The post-Budget bullishness continued after Holi. It appears the intermediate trend is headed north. The Nifty climbed to a high of 5,118 points before closing at 5,088.7 for a week-on-week gain of 3.38 per cent. The Sensex was up 3.44 per cent at 16,994 points. The Defty gained 4.4 per cent as the rupee strengthened to below Rs 45.80 to the dollar.
Breadth was solidly positive. There was a pickup in cash trading volumes. FIIs bought strongly, registering net purchases of over Rs 3,800 cr. However, domestic institutions were heavy sellers to the tune of over Rs 2,400 crore. Smaller stocks outperformed. The BSE 500 was up 3.94 per cent while the Midcaps gained over 6 per cent and the Nifty Junior was ahead by 5.6 per cent.
Outlook: The Nifty has now established rising lows and rising peaks to confirm a turnaround in the intermediate trend. However, it’s hitting resistance above 5,100, at around 5,125. In the short-term, it could consolidate by range-trading for several sessions between 5,000-5,150. There is a 10-session target of somewhere between 5,200-5,300.
Rationale: Institutional inclinations indicate that there will be further tussles at the current price between bulls and bears. Chart patterns indicate that the intermediate trend is up – there have been successive higher tops and bottoms. There is a lot of resistance at 5,100 plus and it will probably take buying from both sets of institutions to overcome.
Counter-view: The intermediate trend reversed after February 9 so, it’s been running up for roughly 4 weeks. It could be flattening and heading into another phase of extended range-trading, or even a downtrend. Sluggish momentum indicators and a flattening 200 Day Moving Average suggest that this is happening. A break out past 5,125, preferably past 5,150, would confirm a strong intermediate trend. Long traders could wait for that signal.
Bulls & Bears: Last week’s trading saw bulls cycling through several sectors, booking profits and moving on. IT underperformed and banks more or less matched the Nifty.
Automobiles, auto ancillaries, cement, power-equipment and sugar, went up in various sessions. In the banking sector, PSUs attracted more attention through most of the week but private banks did well on Friday. IT was buoyed by stronger performance from smaller stocks. Metals had a mixed performance with signs of weakness by the weekend.
Auto stocks such as Tata Motors and Hero Honda delivered outstanding returns. But by the weekend, there was a lot of profit booking and Maruti in particular, seemed weak.

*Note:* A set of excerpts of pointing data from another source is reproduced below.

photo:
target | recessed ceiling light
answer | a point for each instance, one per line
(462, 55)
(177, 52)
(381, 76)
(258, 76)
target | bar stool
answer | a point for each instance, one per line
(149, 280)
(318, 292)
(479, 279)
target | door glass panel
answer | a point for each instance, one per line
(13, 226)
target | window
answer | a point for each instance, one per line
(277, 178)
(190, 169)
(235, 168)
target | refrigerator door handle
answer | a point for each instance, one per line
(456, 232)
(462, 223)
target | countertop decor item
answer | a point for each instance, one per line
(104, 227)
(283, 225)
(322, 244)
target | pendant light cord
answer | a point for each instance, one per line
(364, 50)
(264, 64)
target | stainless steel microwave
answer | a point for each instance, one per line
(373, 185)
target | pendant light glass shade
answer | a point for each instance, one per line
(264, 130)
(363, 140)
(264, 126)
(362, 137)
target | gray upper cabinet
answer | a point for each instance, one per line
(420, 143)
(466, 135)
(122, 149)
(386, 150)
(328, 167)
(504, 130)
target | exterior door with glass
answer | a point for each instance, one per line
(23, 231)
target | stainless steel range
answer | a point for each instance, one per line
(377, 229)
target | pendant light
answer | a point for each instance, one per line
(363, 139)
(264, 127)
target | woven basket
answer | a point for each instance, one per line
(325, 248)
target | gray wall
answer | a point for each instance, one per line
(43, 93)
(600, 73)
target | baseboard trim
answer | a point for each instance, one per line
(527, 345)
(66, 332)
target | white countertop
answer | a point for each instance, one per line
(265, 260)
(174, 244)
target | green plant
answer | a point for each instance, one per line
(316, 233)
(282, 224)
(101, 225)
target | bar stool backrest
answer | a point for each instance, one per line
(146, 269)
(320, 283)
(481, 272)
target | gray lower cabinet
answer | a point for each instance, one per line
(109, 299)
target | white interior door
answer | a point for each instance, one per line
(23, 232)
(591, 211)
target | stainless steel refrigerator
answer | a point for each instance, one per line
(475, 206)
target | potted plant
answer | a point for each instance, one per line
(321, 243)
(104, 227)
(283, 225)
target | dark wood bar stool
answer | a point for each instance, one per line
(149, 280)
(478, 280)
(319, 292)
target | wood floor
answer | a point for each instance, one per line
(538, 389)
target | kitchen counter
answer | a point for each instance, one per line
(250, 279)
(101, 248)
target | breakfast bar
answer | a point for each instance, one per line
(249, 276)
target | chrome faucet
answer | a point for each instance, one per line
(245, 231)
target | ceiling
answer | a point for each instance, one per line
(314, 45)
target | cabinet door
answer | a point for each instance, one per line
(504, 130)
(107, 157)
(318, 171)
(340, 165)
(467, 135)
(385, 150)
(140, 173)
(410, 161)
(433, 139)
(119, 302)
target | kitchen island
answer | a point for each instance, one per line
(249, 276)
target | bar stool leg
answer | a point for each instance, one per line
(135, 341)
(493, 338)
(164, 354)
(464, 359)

Sugar saw the opposite seesaws as did real estate. Both sugar and real estate started weak and finished strong with several stocks in each sector showing promising chart patterns by the weekend. There were other winners scattered across various sectors. The more prominently bullish scrips included Suzlon, Petronet, Ambuja Cement, Essar Oil, Gujarat NRE and Gail.
MICRO TECHNICALS
Bank of Baroda
Current Price: Rs 594.75
Target Price: Rs 630
The stock has seen a jump followed by profit-booking, and another bounce from decent support. It should test resistance at Rs 630-Rs 635 again. Keep a stop at Rs 590 and go long. Increase the position between Rs 600-Rs 605 and reset the stop to Rs 600. Clear the position beyond Rs 630.
Petronet
Current Price: Rs 79.9
Target Price: Rs 85
The stock’s up on high volumes, clearing resistance just below current price. The projected target would be at least Rs 85, which would be a new high. There’s resistance at Rs 82- Rs 83. Keep a stop at Rs 77 and go long. Increase the position beyond Rs 83. At Rs 85, book 50 per cent profit and reset the stop to Rs 83 since there’s a good chance of reaching Rs 90.
Purvankara Projects
Current Price: Rs 109.9
Target Price: Rs 115
The stock has seen a sharp jump on higher volumes. It has the potential to test resistance at the minimum target of Rs 115. Keep a stop at Rs 105 and go long. Book at least 50 per cent profit at Rs 115 and reset the stop to Rs 112. Clear the position at Rs 120.
Shree Renuka Sugars
Current Price: Rs 181.3
Target Price: Rs 190
Massive volumes ahead of the bonus have boosted prices. There’s resistance at the minimum target of 186, where the 200-Day Moving Average is hovering. Expect a move till Rs 190 or further, beyond Rs 200. Keep a stop at Rs 177 and go long. Add to the position above Rs 186. Book 75 per cent profit at Rs 190 and reset the stop to Rs 186.
Tata Motors
Current Price: Rs 794.25
Target Price: Rs 770
The stock has strong volume action and shot up from Rs 720 to Rs 830 in just two sessions. It has since seen profit-booking. There’s good support at Rs 790 but Fibonacci calculations suggest a drop till secondary support at Rs 770. Keep a stop at Rs 800 and short. Increase the position below Rs 790. Clear the position between Rs 770- Rs 775.
(The target price and projected movements given above are in terms of the next five trading sessions unless otherwise stated.)